For this instrument proposal we came up with the science case and the basic instrument  architecture. Once selected and awarded by NASA we spent 6 months to develop conceptual level details of the spectrograph and related components:  the fiber link connecting it to the telescope, the telescope interface, a calibration system, proposed a data reduction and a control system. For the detailed design and architecture of these subsystems see the links below:

    Science Case:    One of the most surprising and important findings in astronomy today is that nearly half of Sun-like stars have at least one planet with an orbital period shorter than one year, and a size in between that of Earth and Neptune. But finding and characterizing these new worlds requires unprecedented measurement precision careful determination of instrument design. We put together a logical flow-down of how the big science questions translate into instrument design parameters.

    Spectrograph:   Sound or light emitted from moving objects gets distorted, we all experience it when approaching vehicles make a higher pitch noise. For light the distortion is far less obvious, think of a 20 megapixel high resolution digital camera/cellphone image shifted by 1/10,000th of a single pixel. That only can be detected if your ‘camera’ is extremely stable, otherwise small shifts (vibrations, thermal expansion, etc.) in your spectrograph can mimic/hide the real changes in the recorded spectrum. In our design we aimed to remove and/or suppress all sources of measurement noise, to allow for observations of Earth-like planets.

    Fiber Link:   Telescopes are exposed to changing environment (temperature, wind) and need to compensate for the apparent motion of the sky. This makes it very hard to attach a spectrograph to them directly while maintaining the extreme stability required, as described above. So we rather place the spectrograph in a well controlled room, some distance away from the telescope. But then we need to deliver light collected by the telescope to the spectrograph, without loosing any of it as astronomical objects are faint and every photon is precious. These fiber optic links are much more demanding than your typical internet connections!

    Telescope Interface:   While there are lot of stars visible to the naked eye, many interesting objects are too faint to be seen - unless we collect many-many photons by a light bucket. The larger the telescope the better it is, and more expensive they become to build an operate. So we need to share a telescope between many different instruments and science programs, and thus develop careful interface/integration to our own instrument into a higher level observatory environment.

    Calibration System:   A measurement is comparing something to a known entity, a reference that always and for everyone means the same. Detecting shifts of spectral lines in a spectrum is no different. We need to establish wavelength markers that are more stable than the change in the position of the spectral lines themselves.
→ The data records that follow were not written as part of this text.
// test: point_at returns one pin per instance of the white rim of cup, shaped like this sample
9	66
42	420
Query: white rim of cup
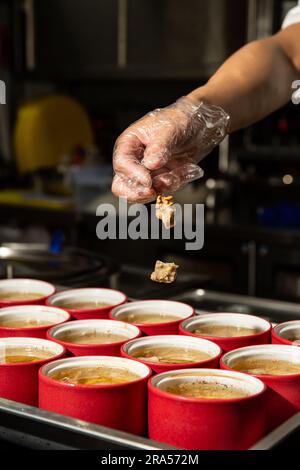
109	326
240	380
188	342
288	327
24	342
111	296
140	369
273	351
167	306
35	312
240	319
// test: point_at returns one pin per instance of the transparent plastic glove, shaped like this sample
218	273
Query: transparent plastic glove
159	153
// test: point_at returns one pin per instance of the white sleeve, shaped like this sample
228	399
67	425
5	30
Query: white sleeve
292	17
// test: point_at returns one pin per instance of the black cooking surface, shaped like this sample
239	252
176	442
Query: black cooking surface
71	267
There are multiple way of ding this, and the state of the art uses very unique lasers, called frequency combs, that are linked to not less exotic sounding atomic clocks.

    Control System:   A modern astronomical instrument has several moving components, cameras, and other sensors. Not to mention it all has to be able to communicate with the telescope and the overall observatory. For Doppler spectrographs, due to the extreme stability requirement, there are dozens and dozens of sensors that constantly monitor the instrument environment, too. A control system that allows orchestrated operation of all these components can be quite complicated.

    Data Reduction:   During a typical night observing of Doppler spectroscopy hundreds of of high resolution digital images are taken, totaling to about 10-20GB of data. Once it has been all processed, however, shrinks down to a few dozen numbers of as-measured line-of-sight velocity of exoplanet host stars/candidates. But given the extreme precision required and the many potential noise sources an artifacts this data reduction is very, very complex.